From this testimony, a juror could reasonably conclude that he suffered emotional distress due to Caliber’s failure to refrain from reporting adverse information in the AUD. This left a facial issue as to whether Caliber’s RESPA violation proximately caused Morgan’s emotional distress. Accordingly, the court denied summary judgment for Caliber as to actual damages.
Statutory Damages
Morgan also sought statutory damages, which RESPA allows when a servicer engages in a “pattern or practice of noncompliance” with RESPA.
Morgan argued that Caliber’s single AUD constituted a pattern or practice because Caliber had forwarded it to three credit reporting agencies and violated multiple RESPA provisions.
Not so, said the court, because Caliber submitted only one AUD on one occasion. If this alone were sufficient to establish a pattern or practice, then the pattern or practice requirement sufficient to trigger statutory damages would apply in almost every case. The court granted summary judgment to Caliber regarding statutory damages.
I will conclude with an observation.
The court noted that Morgan might wish to pursue an alternative argument that Caliber violated Regulation X[vii], which requires a servicer to respond to an NOE by either correcting the error and providing written notification of the correction, or conducting a reasonable investigation and providing a written notice that no error occurred. Thus, a legitimate argument could be made that Caliber did not satisfy the notification requirement, that is, it did not describe the error, how it was corrected, or the effective date of the correction.

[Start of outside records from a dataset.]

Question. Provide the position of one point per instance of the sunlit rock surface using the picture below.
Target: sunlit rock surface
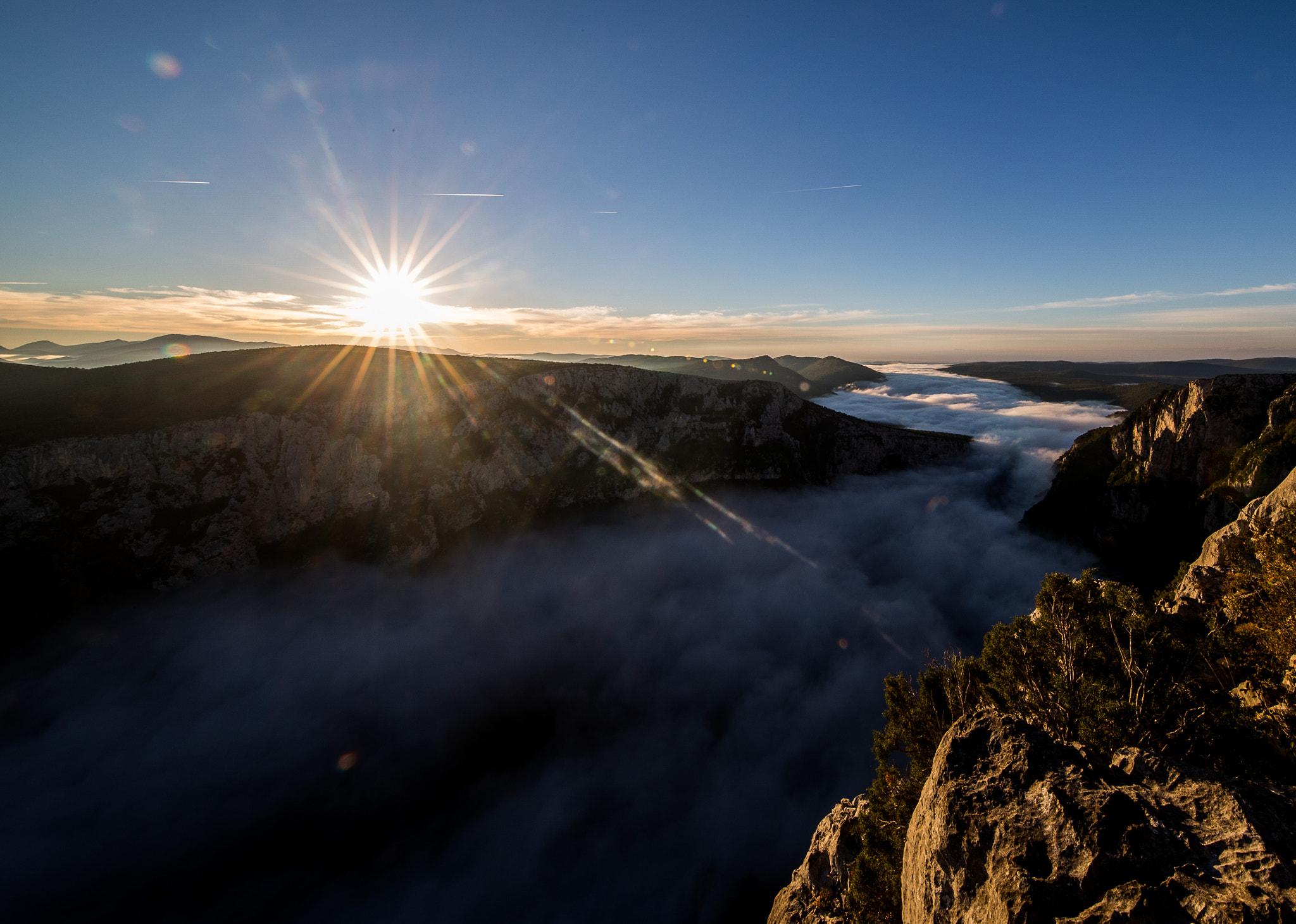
(390, 471)
(1014, 826)
(818, 887)
(1203, 584)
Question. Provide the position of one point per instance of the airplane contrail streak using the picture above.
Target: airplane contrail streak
(814, 189)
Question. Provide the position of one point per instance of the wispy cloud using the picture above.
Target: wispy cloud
(1104, 301)
(1156, 296)
(816, 189)
(1280, 287)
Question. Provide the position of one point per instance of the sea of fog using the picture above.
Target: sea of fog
(624, 718)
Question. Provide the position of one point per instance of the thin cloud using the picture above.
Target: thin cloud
(1135, 297)
(1280, 287)
(816, 189)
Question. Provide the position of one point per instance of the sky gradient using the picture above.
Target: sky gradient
(1081, 180)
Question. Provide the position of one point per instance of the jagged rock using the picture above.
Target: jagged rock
(390, 473)
(1014, 826)
(816, 893)
(1146, 492)
(1202, 585)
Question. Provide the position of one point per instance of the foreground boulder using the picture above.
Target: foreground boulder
(818, 887)
(1014, 826)
(157, 473)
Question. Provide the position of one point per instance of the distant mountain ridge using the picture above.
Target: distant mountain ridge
(117, 351)
(1124, 384)
(830, 371)
(158, 473)
(807, 376)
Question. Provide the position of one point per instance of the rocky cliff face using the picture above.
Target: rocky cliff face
(1147, 492)
(393, 475)
(1016, 827)
(1202, 585)
(819, 884)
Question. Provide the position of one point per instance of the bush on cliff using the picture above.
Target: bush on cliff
(1095, 664)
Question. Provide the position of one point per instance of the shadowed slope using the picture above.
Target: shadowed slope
(157, 473)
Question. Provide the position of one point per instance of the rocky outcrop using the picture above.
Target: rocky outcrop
(1203, 584)
(392, 475)
(1147, 492)
(1014, 826)
(818, 887)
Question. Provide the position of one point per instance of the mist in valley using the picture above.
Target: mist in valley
(624, 717)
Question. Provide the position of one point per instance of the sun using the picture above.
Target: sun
(393, 301)
(389, 297)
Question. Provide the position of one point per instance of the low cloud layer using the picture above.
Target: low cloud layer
(625, 718)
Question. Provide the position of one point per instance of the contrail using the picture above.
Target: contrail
(814, 189)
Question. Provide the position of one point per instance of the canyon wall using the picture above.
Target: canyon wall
(1146, 492)
(392, 475)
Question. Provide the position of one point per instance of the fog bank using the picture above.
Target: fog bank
(625, 718)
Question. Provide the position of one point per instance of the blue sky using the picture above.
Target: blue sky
(1023, 179)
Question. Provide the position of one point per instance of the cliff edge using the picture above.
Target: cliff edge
(1146, 492)
(115, 478)
(1014, 826)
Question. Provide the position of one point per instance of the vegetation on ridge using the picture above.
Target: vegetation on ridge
(1098, 665)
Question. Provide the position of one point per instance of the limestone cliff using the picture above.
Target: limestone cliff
(1014, 826)
(392, 472)
(1146, 492)
(819, 884)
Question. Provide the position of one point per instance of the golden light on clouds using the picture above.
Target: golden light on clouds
(377, 305)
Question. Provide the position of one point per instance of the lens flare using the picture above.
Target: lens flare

Jonathan Foxx, Ph.D., MBAChairman & Managing Director
[i] Regulation
X §§ 1024.35 (NOEs) and 1024.36 (RFIs), as amended by the 2013 Mortgage Lending
Rules.
[ii] See RESPA § 6
[iii] § 1024.35
[iv] §
1024.41(f) or (g)
[v] §1024.41(g)
or (j)
[vi] Morgan v. Caliber Home Loans, Inc.,
2024 U.S. Dist. (D. Md. Feb. 22, 2024)
[vii] § 1024.35(e)(1)(i)(B)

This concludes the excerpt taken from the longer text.